03
de janeiro de 2015 | N° 18031
CAROL BENSIMON
Chiado
2014
foi o ano do qual as pessoas adoraram reclamar no Facebook. Foi o ano que não
terminava, o ano de saber demais a respeito das opiniões políticas daquele
amigo de infância, o ano de escândalos de corrupção, de intolerância declarada,
humilhação futebolística, grandes acidentes aéreos. 2014 foi também o ano em
que a venda de discos de vinil na Grã-Bretanha atingiu o maior patamar desde
1996, o que parece um dado irrelevante diante do aquecimento global, do
ministério da Dilma e da crise hídrica de São Paulo, mas não se engane: o
crescente interesse pelos bolachões diz um bocado sobre o mundo de hoje e a
chamada geração Y. Em 2014, eu comprei uma vitrola.
Não
há nenhuma lembrança de infância ou juventude que justifique tal coisa. Sou uma
dessas filhas frustradas da década de 80. Isso quer dizer que nasci na fatia da
história em que os hippies foram trocados pelos yuppies (claro que prefiro os
hippies), os sonhos passaram a ter cifras e as mulheres faziam permanente (o
processo tinha um cheiro ruim). Quando tive idade para ouvir música, me
mandaram direto para as fitas K7 e os CDs. Nunca me ensinaram a pousar a agulha
nas ranhuras de um disco.
A
volta do vinil é provavelmente um ato de resistência que, como todo o “desvio”

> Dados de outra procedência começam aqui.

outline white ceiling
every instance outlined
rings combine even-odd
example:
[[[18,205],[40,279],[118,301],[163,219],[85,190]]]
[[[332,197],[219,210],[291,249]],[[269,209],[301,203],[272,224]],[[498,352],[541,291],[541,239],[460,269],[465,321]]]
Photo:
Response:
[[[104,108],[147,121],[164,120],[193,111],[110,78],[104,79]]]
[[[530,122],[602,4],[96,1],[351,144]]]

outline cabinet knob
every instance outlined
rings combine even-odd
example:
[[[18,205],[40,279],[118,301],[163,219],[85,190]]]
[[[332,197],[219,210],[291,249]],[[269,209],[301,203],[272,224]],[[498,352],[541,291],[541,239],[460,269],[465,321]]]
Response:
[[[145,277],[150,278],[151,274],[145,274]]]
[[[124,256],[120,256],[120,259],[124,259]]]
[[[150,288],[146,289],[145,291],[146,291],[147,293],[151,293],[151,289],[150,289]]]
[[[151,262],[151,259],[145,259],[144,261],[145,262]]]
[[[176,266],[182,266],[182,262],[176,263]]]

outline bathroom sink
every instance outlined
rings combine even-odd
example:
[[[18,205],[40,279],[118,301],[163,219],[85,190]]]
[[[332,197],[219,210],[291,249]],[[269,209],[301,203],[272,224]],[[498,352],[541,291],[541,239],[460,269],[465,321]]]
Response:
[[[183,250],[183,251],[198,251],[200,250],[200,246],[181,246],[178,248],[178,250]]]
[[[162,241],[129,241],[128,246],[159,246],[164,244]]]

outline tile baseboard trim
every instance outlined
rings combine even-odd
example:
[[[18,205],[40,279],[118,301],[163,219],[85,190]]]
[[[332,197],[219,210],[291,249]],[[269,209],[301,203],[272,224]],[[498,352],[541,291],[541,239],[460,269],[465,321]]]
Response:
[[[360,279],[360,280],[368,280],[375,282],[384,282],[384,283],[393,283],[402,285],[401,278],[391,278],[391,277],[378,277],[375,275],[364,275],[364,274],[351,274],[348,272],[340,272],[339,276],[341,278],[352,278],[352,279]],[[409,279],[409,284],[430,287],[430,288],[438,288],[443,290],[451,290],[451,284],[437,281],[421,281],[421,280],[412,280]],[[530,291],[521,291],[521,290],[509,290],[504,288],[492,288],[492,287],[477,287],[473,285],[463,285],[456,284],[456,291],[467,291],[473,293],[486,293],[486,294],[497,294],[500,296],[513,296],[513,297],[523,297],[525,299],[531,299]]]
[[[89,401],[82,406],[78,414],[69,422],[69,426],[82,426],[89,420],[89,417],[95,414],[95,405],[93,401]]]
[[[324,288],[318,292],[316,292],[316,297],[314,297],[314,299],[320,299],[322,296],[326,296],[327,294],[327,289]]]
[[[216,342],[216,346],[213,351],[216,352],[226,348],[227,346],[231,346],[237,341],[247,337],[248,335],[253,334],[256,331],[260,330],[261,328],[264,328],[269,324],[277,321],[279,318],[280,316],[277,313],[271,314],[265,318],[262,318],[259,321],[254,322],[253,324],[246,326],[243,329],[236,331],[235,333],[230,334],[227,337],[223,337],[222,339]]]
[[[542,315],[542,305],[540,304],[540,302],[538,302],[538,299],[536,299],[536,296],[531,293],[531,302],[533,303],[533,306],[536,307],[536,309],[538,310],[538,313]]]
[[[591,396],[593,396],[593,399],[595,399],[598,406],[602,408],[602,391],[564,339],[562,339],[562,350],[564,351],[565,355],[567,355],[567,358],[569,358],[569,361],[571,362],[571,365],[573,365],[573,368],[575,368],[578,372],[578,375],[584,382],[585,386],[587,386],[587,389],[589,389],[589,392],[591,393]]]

hoje, tornou-se em pouco tempo uma tendência de consumo. E parece mais ou menos
simples entender o que esse ato significa: digamos que uma parcela de nós fica
meio incomodada com a velocidade das coisas, a imaterialidade da música digital
e a sensação de que tudo está ao nosso alcance o tempo todo.
Há
alguma beleza em percorrer capas em uma loja de discos. Há alguma beleza em
observar um objeto que gira para fazer Bob Dylan cantar. A época em que
tínhamos tempo de decorar letras – hoje parece que não ouvimos nenhuma canção o
suficiente para isso – também parece bela, imperfeita, cheia de significado. Em
1994, memorizei a saga inteira de Faroeste Caboclo, do Legião Urbana. Todas as
meninas da turma fizeram isso. Pule alguns anos. No fim da década de 90, os
amigos que sabiam tocar violão tinham um repertório restrito, e a gente não se
importava em repetir canções. Parece que o momento se amplificava quando
Stairway to Heaven era tocada pela enésima vez. Há alguma beleza no finito, na
insistência, no detalhe.
O
vinil provavelmente simbolize tudo isso. Em 2015, mais discos serão comprados.
Ainda vamos consumir muita música digital, porque é bom ter 5 mil canções no
bolso ou acesso imediato ao álbum de uma nova banda dinamarquesa. Mas, em
algumas noites, estaremos em nossas salas rindo, ou preocupados com o tempo que
passa, e o disco vai estar lá, rodando. Aquele disco mais uma vez. A trilha
sonora de nossas vidas. Um 2015 com música, paixão e um pouco de chiado.